Our Keepsake Journal is Here! 🎉

Joy is such a simple word. Only three short letters, but for a person who has lost a child it seems like a BIG word with a complex meaning. The meaning I found when I googled it says the word joy: is the emotion of great delight or happiness caused by something exceptionally good or satisfying. The meaning for joy reminds me of the song, I’ve got the joy, joy, joy, joy, down in my heart, down in my heart, down in my heart… You probably know that song, it has a catchy tune.

As far as I’m concerned, I can get joy from eating my favorite food, drinking coffee or doing something fun. So I’m not sure this is the correct definition I am looking for. I know joy is an attitude that comes, goes and is not guaranteed. It is something we have a choice every day to create. Joy is a feeling which seems to come in good times more than bad. I think the meaning of joy is the experience of something so fulfilling, vibrant, which may only last for a moment, but brings your inner soul happiness. It is something that not everyone allows themselves to experience. It’s not until you take the time to just be and let God show you it. So why is it so hard to find your joy after child loss?

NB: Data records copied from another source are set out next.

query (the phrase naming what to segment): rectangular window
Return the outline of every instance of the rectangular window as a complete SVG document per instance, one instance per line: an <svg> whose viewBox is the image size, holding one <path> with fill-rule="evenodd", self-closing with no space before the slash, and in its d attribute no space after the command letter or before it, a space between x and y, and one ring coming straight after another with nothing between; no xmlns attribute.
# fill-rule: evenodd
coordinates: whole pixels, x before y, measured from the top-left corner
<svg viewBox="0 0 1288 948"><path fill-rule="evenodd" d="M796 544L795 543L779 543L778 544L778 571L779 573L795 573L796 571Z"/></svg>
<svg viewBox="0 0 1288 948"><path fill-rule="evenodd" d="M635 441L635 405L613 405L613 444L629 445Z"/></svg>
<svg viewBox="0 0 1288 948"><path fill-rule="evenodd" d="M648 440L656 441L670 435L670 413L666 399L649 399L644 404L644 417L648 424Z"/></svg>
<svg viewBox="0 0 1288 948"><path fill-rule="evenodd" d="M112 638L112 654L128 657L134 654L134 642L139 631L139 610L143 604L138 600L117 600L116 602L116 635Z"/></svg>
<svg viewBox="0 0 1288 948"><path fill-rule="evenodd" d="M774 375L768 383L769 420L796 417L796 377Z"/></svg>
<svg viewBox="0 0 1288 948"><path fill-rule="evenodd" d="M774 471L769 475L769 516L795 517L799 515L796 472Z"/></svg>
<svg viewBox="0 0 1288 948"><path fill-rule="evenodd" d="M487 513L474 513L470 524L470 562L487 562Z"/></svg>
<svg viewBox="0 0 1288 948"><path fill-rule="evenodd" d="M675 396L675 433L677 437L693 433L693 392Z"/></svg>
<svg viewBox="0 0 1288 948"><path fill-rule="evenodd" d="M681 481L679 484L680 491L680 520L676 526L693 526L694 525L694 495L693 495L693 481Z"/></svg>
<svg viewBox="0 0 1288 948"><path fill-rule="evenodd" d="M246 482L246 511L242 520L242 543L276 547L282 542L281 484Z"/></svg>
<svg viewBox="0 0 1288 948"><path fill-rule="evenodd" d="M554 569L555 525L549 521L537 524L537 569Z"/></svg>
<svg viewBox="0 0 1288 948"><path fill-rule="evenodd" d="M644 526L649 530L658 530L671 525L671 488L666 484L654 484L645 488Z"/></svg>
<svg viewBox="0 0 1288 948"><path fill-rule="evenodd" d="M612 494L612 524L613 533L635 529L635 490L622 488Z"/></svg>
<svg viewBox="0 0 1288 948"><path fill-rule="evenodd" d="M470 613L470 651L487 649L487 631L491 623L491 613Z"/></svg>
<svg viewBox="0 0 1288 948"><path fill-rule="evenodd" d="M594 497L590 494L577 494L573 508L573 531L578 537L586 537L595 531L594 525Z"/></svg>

It seems so easy. But it’s been 4 years in August that I lost my son Tyler in a car accident just a short distance from my home. It was that night that I lost my joy. I can remember being so excited to see him play his first high school football game the following week. He had just turned 15 years old on August 20, 2013, just three short days before the accident. I really thought my life was great to the point that it couldn’t get much better. Well, on August 23, 2013 God had other plans and in 30 minutes from the time he left our home my life had changed. I have never gotten mad at God or anyone. I have thanked him for giving us 15 years with Tyler.

I know God only gives us our children for a period of time and then takes them back.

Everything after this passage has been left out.